The Malaysian Quarantine and Inspection Service (Maqis) will defer changes to its permits for the export of fruits and vegetables to Singapore until April 2020 after receiving pushback from exporters.
According to a report from The Straits Times, the new rules would have reduced the number of item categories that can be declared in an export permit from 50 to 10.
As a result, exporters would have had to apply and pay for extra permits for each shipment, increasing their costs.
Sim Tze Tzin, deputy agriculture minister of Malaysia, told The Straits Times the changes were aimed at reducing misreporting by exporters.

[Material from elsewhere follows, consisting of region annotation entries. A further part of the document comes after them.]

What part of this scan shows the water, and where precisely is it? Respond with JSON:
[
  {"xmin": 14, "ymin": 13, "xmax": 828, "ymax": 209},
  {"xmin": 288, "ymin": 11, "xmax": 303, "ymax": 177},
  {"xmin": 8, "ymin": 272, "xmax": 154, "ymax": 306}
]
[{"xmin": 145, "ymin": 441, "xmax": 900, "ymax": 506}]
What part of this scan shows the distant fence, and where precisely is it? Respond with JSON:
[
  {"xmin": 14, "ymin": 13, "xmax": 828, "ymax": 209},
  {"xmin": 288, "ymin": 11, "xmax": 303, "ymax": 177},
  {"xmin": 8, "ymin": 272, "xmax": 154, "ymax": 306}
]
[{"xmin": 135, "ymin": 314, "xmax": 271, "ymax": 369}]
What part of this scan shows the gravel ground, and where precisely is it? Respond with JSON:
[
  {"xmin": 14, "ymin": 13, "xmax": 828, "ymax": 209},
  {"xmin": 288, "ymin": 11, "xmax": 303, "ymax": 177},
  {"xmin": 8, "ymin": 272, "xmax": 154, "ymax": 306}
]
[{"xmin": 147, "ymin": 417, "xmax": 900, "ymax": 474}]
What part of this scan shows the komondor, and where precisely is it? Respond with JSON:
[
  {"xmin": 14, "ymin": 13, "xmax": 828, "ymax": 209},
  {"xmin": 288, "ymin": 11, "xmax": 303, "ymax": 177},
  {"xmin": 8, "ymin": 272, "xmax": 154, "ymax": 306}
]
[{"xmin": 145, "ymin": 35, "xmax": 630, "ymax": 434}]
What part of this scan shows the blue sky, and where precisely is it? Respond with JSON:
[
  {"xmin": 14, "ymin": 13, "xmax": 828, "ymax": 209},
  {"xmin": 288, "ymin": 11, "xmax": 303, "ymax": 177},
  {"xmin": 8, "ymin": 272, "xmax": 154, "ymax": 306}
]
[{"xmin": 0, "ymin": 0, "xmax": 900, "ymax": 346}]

"It's difficult to identify all 50 items per container and there appears to be an abuse of the current system," Sim said.
"There is a need to change the system. This is to make sure there's honest reporting by traders and the government can facilitate trade easily.”
While Sim acknowledged the proposed revisions would raise costs for exporters, he said claims they would increase as much as 700 per cent were an exaggeration.
Tan So Tiok, president of the Federation of Malaysian Vegetable Farmers Associations, agreed and told The Straits Times such claims were ‘nonsensical’ as most lorries destined for Singapore carry no more than 20 types of items on average.
"The increase isn't by that much. At most it would be about a 50 per cent hike, depending on what item you are exporting," Tan said.
Maqis is set to use the next four months to work with the fresh produce industry to address its concerns and a task force containing authorities and stakeholders has already been set up and begun discussions.